Thursday, March 19
Read: Psalm 130; Ezekiel 1:1-3, 2:8-3:3; Revelation 10:1-11
Today, we have an invitation to remember that Lent is a season that invites us into silence, repentance, and honest self-examination. It is a journey away from surface-level faith and into the depths of our dependence on God. Psalm 130 speaks to this posture: “Out of the depths I cry to you, O Lord.” The psalmist cries from a place of need. Lent begins there.
In our passages from Ezekiel 2–3 and Revelation 10, God gives His word to the prophet in a striking form: not as a message to be delivered immediately, but as a scroll to be eaten! Before Ezekiel is sent to speak and before John is told to prophesy again, each is commanded to receive the word fully, to take it into themselves so that it might shape them from the inside out.
To “eat the scroll” is more than just hearing or studying God’s word. It is to receive it so deeply that it becomes part of who we are. Lent presses this question on us: Do we skim the surface of God’s truth, or do we let it nourish, confront, and transform us?
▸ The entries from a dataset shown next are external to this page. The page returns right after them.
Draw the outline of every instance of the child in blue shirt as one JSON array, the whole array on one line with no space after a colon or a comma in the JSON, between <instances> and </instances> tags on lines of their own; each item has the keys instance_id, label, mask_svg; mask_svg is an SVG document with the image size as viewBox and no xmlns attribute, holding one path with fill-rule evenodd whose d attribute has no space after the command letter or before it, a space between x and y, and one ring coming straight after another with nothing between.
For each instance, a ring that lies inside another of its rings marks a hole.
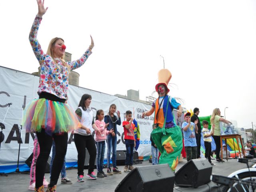
<instances>
[{"instance_id":1,"label":"child in blue shirt","mask_svg":"<svg viewBox=\"0 0 256 192\"><path fill-rule=\"evenodd\" d=\"M187 155L187 160L196 158L197 149L195 131L198 131L198 128L196 124L198 120L195 121L194 123L191 122L191 114L188 112L184 116L185 122L182 123L182 130L184 136L184 145Z\"/></svg>"}]
</instances>

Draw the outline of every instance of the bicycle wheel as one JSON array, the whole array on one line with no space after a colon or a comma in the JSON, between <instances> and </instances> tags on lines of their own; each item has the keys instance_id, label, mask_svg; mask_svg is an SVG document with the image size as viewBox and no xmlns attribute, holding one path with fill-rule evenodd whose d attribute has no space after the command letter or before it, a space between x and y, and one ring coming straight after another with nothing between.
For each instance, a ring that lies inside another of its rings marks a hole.
<instances>
[{"instance_id":1,"label":"bicycle wheel","mask_svg":"<svg viewBox=\"0 0 256 192\"><path fill-rule=\"evenodd\" d=\"M252 179L255 180L256 180L256 172L255 171L251 172L251 176L252 176ZM250 180L251 179L249 171L238 174L233 177L243 180ZM222 188L222 192L249 192L250 191L249 190L250 187L251 188L251 187L247 185L235 183L233 185L232 190L231 190L229 186L225 186Z\"/></svg>"}]
</instances>

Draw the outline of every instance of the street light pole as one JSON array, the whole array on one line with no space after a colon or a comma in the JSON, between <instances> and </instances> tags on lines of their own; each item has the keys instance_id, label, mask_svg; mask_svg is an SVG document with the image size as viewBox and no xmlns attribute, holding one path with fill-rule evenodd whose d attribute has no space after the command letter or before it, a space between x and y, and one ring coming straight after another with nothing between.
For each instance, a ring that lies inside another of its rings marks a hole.
<instances>
[{"instance_id":1,"label":"street light pole","mask_svg":"<svg viewBox=\"0 0 256 192\"><path fill-rule=\"evenodd\" d=\"M164 57L163 57L162 55L160 55L160 56L163 58L163 60L164 61Z\"/></svg>"},{"instance_id":2,"label":"street light pole","mask_svg":"<svg viewBox=\"0 0 256 192\"><path fill-rule=\"evenodd\" d=\"M228 108L228 107L226 107L225 109L224 109L224 118L226 119L226 108Z\"/></svg>"}]
</instances>

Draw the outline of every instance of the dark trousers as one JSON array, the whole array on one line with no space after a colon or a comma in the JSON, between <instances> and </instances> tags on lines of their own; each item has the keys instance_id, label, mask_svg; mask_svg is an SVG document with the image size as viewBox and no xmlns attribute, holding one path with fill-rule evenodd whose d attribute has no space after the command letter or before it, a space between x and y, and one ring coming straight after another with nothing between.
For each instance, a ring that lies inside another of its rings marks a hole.
<instances>
[{"instance_id":1,"label":"dark trousers","mask_svg":"<svg viewBox=\"0 0 256 192\"><path fill-rule=\"evenodd\" d=\"M86 148L90 155L88 174L90 174L94 169L97 153L94 139L91 135L85 136L77 134L74 134L74 138L78 153L77 174L78 175L84 175Z\"/></svg>"},{"instance_id":2,"label":"dark trousers","mask_svg":"<svg viewBox=\"0 0 256 192\"><path fill-rule=\"evenodd\" d=\"M187 161L196 158L197 147L185 147L186 153L187 155Z\"/></svg>"},{"instance_id":3,"label":"dark trousers","mask_svg":"<svg viewBox=\"0 0 256 192\"><path fill-rule=\"evenodd\" d=\"M53 134L52 136L45 133L44 129L42 129L40 132L36 132L36 135L40 146L40 153L36 165L36 188L38 188L43 185L44 171L51 152L53 138L56 151L50 183L50 186L52 187L57 184L63 164L68 147L68 133L65 132L61 135Z\"/></svg>"},{"instance_id":4,"label":"dark trousers","mask_svg":"<svg viewBox=\"0 0 256 192\"><path fill-rule=\"evenodd\" d=\"M134 141L130 139L125 140L125 146L126 148L126 157L125 158L125 165L132 165L133 160L133 150L134 147Z\"/></svg>"},{"instance_id":5,"label":"dark trousers","mask_svg":"<svg viewBox=\"0 0 256 192\"><path fill-rule=\"evenodd\" d=\"M220 159L220 136L216 135L212 136L216 144L216 159Z\"/></svg>"},{"instance_id":6,"label":"dark trousers","mask_svg":"<svg viewBox=\"0 0 256 192\"><path fill-rule=\"evenodd\" d=\"M212 153L212 144L210 142L204 142L204 147L205 147L205 153L204 157L208 159L208 161L211 163L212 159L211 158L211 154Z\"/></svg>"},{"instance_id":7,"label":"dark trousers","mask_svg":"<svg viewBox=\"0 0 256 192\"><path fill-rule=\"evenodd\" d=\"M201 133L196 134L196 144L197 145L197 155L196 158L200 157L200 153L201 152L201 138L202 136Z\"/></svg>"}]
</instances>

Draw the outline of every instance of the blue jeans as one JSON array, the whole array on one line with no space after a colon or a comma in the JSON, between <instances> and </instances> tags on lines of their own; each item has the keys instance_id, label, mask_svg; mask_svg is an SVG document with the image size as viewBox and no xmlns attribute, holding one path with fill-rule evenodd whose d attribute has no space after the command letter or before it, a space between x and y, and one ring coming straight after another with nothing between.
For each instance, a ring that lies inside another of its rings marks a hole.
<instances>
[{"instance_id":1,"label":"blue jeans","mask_svg":"<svg viewBox=\"0 0 256 192\"><path fill-rule=\"evenodd\" d=\"M108 145L108 152L107 153L107 160L108 167L110 167L110 154L112 150L112 163L113 167L116 167L116 135L112 137L111 134L109 134L107 137L107 144Z\"/></svg>"},{"instance_id":2,"label":"blue jeans","mask_svg":"<svg viewBox=\"0 0 256 192\"><path fill-rule=\"evenodd\" d=\"M97 169L98 172L103 170L103 160L105 147L105 141L97 142Z\"/></svg>"},{"instance_id":3,"label":"blue jeans","mask_svg":"<svg viewBox=\"0 0 256 192\"><path fill-rule=\"evenodd\" d=\"M158 149L151 145L151 152L152 153L152 164L153 165L158 164L159 154Z\"/></svg>"},{"instance_id":4,"label":"blue jeans","mask_svg":"<svg viewBox=\"0 0 256 192\"><path fill-rule=\"evenodd\" d=\"M55 148L55 143L54 140L52 141L52 159L51 160L51 164L50 165L50 178L51 178L51 174L52 174L52 163L53 163L53 160L54 159L56 154L56 148ZM66 175L66 155L65 157L64 158L64 162L63 162L63 164L62 165L62 167L61 168L61 171L60 171L60 173L61 174L61 178L65 178Z\"/></svg>"},{"instance_id":5,"label":"blue jeans","mask_svg":"<svg viewBox=\"0 0 256 192\"><path fill-rule=\"evenodd\" d=\"M132 165L134 141L130 139L126 139L125 146L126 148L126 157L125 158L124 164L125 165Z\"/></svg>"}]
</instances>

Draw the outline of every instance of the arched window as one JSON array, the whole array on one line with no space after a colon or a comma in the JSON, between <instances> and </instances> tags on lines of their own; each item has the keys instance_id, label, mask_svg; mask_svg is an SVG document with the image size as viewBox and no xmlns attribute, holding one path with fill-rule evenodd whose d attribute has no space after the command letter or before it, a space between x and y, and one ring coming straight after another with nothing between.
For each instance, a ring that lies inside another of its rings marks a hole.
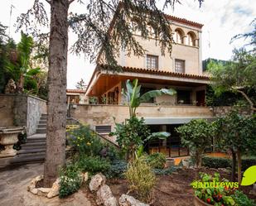
<instances>
[{"instance_id":1,"label":"arched window","mask_svg":"<svg viewBox=\"0 0 256 206\"><path fill-rule=\"evenodd\" d=\"M174 33L174 41L177 44L183 44L183 34L181 31L176 30Z\"/></svg>"},{"instance_id":2,"label":"arched window","mask_svg":"<svg viewBox=\"0 0 256 206\"><path fill-rule=\"evenodd\" d=\"M137 17L133 17L131 22L130 22L130 25L131 25L131 28L133 28L133 33L135 34L135 35L141 36L142 33L138 30L138 22L139 22L139 19L138 19Z\"/></svg>"},{"instance_id":3,"label":"arched window","mask_svg":"<svg viewBox=\"0 0 256 206\"><path fill-rule=\"evenodd\" d=\"M187 34L187 37L188 37L188 45L192 46L196 46L195 45L195 41L196 41L195 35L191 32L189 32Z\"/></svg>"}]
</instances>

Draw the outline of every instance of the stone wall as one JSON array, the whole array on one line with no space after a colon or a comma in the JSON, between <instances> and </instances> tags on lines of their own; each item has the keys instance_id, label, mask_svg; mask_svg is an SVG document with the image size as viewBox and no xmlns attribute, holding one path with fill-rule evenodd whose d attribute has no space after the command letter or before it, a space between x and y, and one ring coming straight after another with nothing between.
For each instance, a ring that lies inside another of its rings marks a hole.
<instances>
[{"instance_id":1,"label":"stone wall","mask_svg":"<svg viewBox=\"0 0 256 206\"><path fill-rule=\"evenodd\" d=\"M36 133L42 113L46 113L46 101L36 97L27 97L27 127L28 135Z\"/></svg>"},{"instance_id":2,"label":"stone wall","mask_svg":"<svg viewBox=\"0 0 256 206\"><path fill-rule=\"evenodd\" d=\"M89 124L93 130L95 126L111 125L122 122L129 117L128 106L79 104L70 108L70 115L81 123ZM206 107L194 106L140 106L137 117L147 118L210 118L212 111Z\"/></svg>"},{"instance_id":3,"label":"stone wall","mask_svg":"<svg viewBox=\"0 0 256 206\"><path fill-rule=\"evenodd\" d=\"M230 106L222 106L222 107L214 107L213 108L213 113L215 117L220 117L227 115L229 113L230 113L234 109L238 109L239 113L243 115L249 115L250 110L249 108L235 108L235 107L230 107Z\"/></svg>"},{"instance_id":4,"label":"stone wall","mask_svg":"<svg viewBox=\"0 0 256 206\"><path fill-rule=\"evenodd\" d=\"M0 94L0 127L13 126L14 98Z\"/></svg>"},{"instance_id":5,"label":"stone wall","mask_svg":"<svg viewBox=\"0 0 256 206\"><path fill-rule=\"evenodd\" d=\"M26 126L27 135L36 132L46 101L25 94L0 94L0 127Z\"/></svg>"}]
</instances>

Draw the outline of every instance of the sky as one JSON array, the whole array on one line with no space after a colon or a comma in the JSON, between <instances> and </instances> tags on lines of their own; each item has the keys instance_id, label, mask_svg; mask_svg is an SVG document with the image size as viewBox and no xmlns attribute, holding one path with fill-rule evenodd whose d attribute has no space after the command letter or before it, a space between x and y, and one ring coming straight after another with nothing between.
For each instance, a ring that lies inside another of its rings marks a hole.
<instances>
[{"instance_id":1,"label":"sky","mask_svg":"<svg viewBox=\"0 0 256 206\"><path fill-rule=\"evenodd\" d=\"M44 0L41 0L44 1ZM240 47L244 44L244 40L239 40L230 44L231 38L240 33L245 33L253 29L250 25L256 17L255 0L205 0L201 7L196 0L180 0L181 4L176 3L174 10L171 7L165 12L178 17L186 18L193 22L204 24L202 28L202 57L203 60L215 58L220 60L229 60L232 50L235 47ZM161 4L161 2L159 1ZM5 26L11 26L7 33L18 42L20 33L15 32L13 26L17 17L26 12L33 3L33 0L0 0L0 22ZM10 17L11 5L13 5ZM50 7L46 6L46 10ZM83 12L83 6L74 2L70 11L73 12ZM70 31L69 45L75 41L75 36ZM76 83L81 78L89 83L94 64L81 55L69 53L67 88L75 89Z\"/></svg>"}]
</instances>

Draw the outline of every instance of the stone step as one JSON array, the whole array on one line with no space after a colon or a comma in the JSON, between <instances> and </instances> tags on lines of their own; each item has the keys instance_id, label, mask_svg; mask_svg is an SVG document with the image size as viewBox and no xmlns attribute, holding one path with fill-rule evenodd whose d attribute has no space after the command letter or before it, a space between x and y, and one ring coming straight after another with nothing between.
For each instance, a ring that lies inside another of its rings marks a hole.
<instances>
[{"instance_id":1,"label":"stone step","mask_svg":"<svg viewBox=\"0 0 256 206\"><path fill-rule=\"evenodd\" d=\"M37 128L36 133L37 134L46 134L46 128Z\"/></svg>"},{"instance_id":2,"label":"stone step","mask_svg":"<svg viewBox=\"0 0 256 206\"><path fill-rule=\"evenodd\" d=\"M10 165L10 162L12 159L12 157L0 158L0 168L3 168Z\"/></svg>"},{"instance_id":3,"label":"stone step","mask_svg":"<svg viewBox=\"0 0 256 206\"><path fill-rule=\"evenodd\" d=\"M38 124L46 124L46 120L40 120Z\"/></svg>"},{"instance_id":4,"label":"stone step","mask_svg":"<svg viewBox=\"0 0 256 206\"><path fill-rule=\"evenodd\" d=\"M34 142L27 142L26 144L22 145L22 150L27 149L46 149L46 141L34 141Z\"/></svg>"},{"instance_id":5,"label":"stone step","mask_svg":"<svg viewBox=\"0 0 256 206\"><path fill-rule=\"evenodd\" d=\"M39 123L37 125L37 128L46 128L47 125L46 123L44 124L41 124L41 123Z\"/></svg>"},{"instance_id":6,"label":"stone step","mask_svg":"<svg viewBox=\"0 0 256 206\"><path fill-rule=\"evenodd\" d=\"M46 138L43 138L43 139L34 139L34 140L30 140L30 139L27 139L27 141L25 144L23 144L22 146L25 146L27 143L46 143Z\"/></svg>"},{"instance_id":7,"label":"stone step","mask_svg":"<svg viewBox=\"0 0 256 206\"><path fill-rule=\"evenodd\" d=\"M34 148L27 148L26 150L20 150L17 151L17 154L31 154L33 156L34 154L32 153L38 153L38 152L46 152L46 148L43 149L34 149Z\"/></svg>"},{"instance_id":8,"label":"stone step","mask_svg":"<svg viewBox=\"0 0 256 206\"><path fill-rule=\"evenodd\" d=\"M27 137L27 140L46 138L46 134L33 134Z\"/></svg>"},{"instance_id":9,"label":"stone step","mask_svg":"<svg viewBox=\"0 0 256 206\"><path fill-rule=\"evenodd\" d=\"M46 152L37 152L37 153L28 153L28 154L19 154L15 156L10 163L12 165L16 165L19 163L28 163L35 161L44 161L46 158Z\"/></svg>"},{"instance_id":10,"label":"stone step","mask_svg":"<svg viewBox=\"0 0 256 206\"><path fill-rule=\"evenodd\" d=\"M27 137L27 142L46 142L46 134L35 134Z\"/></svg>"}]
</instances>

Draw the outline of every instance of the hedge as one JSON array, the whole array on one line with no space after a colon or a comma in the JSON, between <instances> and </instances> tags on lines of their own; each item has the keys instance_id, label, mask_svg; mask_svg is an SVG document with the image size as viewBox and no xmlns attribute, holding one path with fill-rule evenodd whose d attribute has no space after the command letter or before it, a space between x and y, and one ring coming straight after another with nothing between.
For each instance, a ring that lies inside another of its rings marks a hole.
<instances>
[{"instance_id":1,"label":"hedge","mask_svg":"<svg viewBox=\"0 0 256 206\"><path fill-rule=\"evenodd\" d=\"M202 165L210 168L232 167L232 160L223 157L204 156L202 158ZM245 170L252 165L256 165L255 156L242 158L242 170Z\"/></svg>"}]
</instances>

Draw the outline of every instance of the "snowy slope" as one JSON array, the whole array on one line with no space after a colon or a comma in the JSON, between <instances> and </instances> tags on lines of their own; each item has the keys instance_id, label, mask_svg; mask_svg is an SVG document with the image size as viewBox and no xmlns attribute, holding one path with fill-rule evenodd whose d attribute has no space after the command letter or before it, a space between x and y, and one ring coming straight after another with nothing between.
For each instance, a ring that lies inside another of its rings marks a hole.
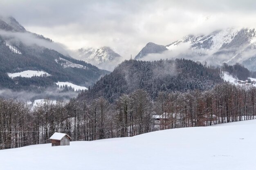
<instances>
[{"instance_id":1,"label":"snowy slope","mask_svg":"<svg viewBox=\"0 0 256 170\"><path fill-rule=\"evenodd\" d=\"M237 81L239 80L226 72L222 73L221 77L224 81L228 82L231 83L233 83L235 84L238 84Z\"/></svg>"},{"instance_id":2,"label":"snowy slope","mask_svg":"<svg viewBox=\"0 0 256 170\"><path fill-rule=\"evenodd\" d=\"M99 49L80 49L79 50L79 58L93 64L103 64L120 57L110 47L103 46Z\"/></svg>"},{"instance_id":3,"label":"snowy slope","mask_svg":"<svg viewBox=\"0 0 256 170\"><path fill-rule=\"evenodd\" d=\"M84 87L83 86L80 86L76 84L74 84L72 83L70 83L69 82L58 82L57 83L55 83L57 86L58 86L59 87L63 86L66 85L68 87L71 86L72 88L74 88L75 91L81 91L83 90L88 90L88 88L85 87Z\"/></svg>"},{"instance_id":4,"label":"snowy slope","mask_svg":"<svg viewBox=\"0 0 256 170\"><path fill-rule=\"evenodd\" d=\"M221 78L224 80L226 82L228 82L234 84L236 85L240 85L240 86L243 86L244 84L238 84L238 81L239 81L238 79L234 77L231 75L230 75L228 73L226 72L222 72L220 75ZM251 81L256 81L256 79L251 77L248 77L248 79L251 79ZM249 83L247 85L249 85L249 86L254 86L256 87L256 84L251 84Z\"/></svg>"},{"instance_id":5,"label":"snowy slope","mask_svg":"<svg viewBox=\"0 0 256 170\"><path fill-rule=\"evenodd\" d=\"M5 170L255 170L256 120L0 150Z\"/></svg>"},{"instance_id":6,"label":"snowy slope","mask_svg":"<svg viewBox=\"0 0 256 170\"><path fill-rule=\"evenodd\" d=\"M21 77L22 77L31 78L33 76L41 76L45 75L49 76L51 75L43 71L35 71L33 70L27 70L21 72L14 73L7 73L8 76L11 78Z\"/></svg>"},{"instance_id":7,"label":"snowy slope","mask_svg":"<svg viewBox=\"0 0 256 170\"><path fill-rule=\"evenodd\" d=\"M56 59L55 61L57 63L60 62L61 66L62 66L64 68L66 68L68 67L71 67L86 69L86 67L85 66L83 66L78 64L73 63L72 62L70 62L69 61L62 58L60 57L58 60ZM60 61L61 62L60 62Z\"/></svg>"}]
</instances>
John’s experience in Revelation adds another layer to this truth. The scroll is sweet as honey in his mouth, yet bitter in his stomach. God’s word is indeed sweet! It proclaims forgiveness, faithfulness, and hope. And yet the word is also bitter, because it exposes our sin, challenges our loyalties, and calls us to costly obedience. Lent is the season that refuses to rush past this bitterness. It teaches us that repentance is not a detour from grace, but the path through which grace does its deepest work.
Even still, bitterness is not the final word. Those who eat the scroll are not left in silence. They are sent. God’s word, once internalized, becomes a word to be lived and spoken in the world. But it can only be spoken truthfully if it has first been received humbly.
Lent trains us to hunger for God’s presence, truth, and mercy. It teaches us to wait, as the psalmist waits, “more than watchmen for the morning.” As we move through this season of waiting and fasting, we are reminded that we do not live by our own wisdom or strength, but by every word that comes from the mouth of the Lord.
This Lent, may we not merely hear God’s word, but eat it! May we receive it in sweetness and bitterness alike, trusting that God is at work in the depths. Trusting that he is forming us into people who wait, who are nourished, and who are sent.
Prayer: Merciful God, as we journey through Lent, teach us to hunger for Your word and to receive it fully, both the sweet and the bitter. Let it shape us and form us into faithful witnesses of Your redeeming love. Amen.
Mr. Dillon Bryars ’25 is a candidate for ministry in the Global Methodist Church, currently pursuing a Master of Divinity from Asbury Theological Seminary.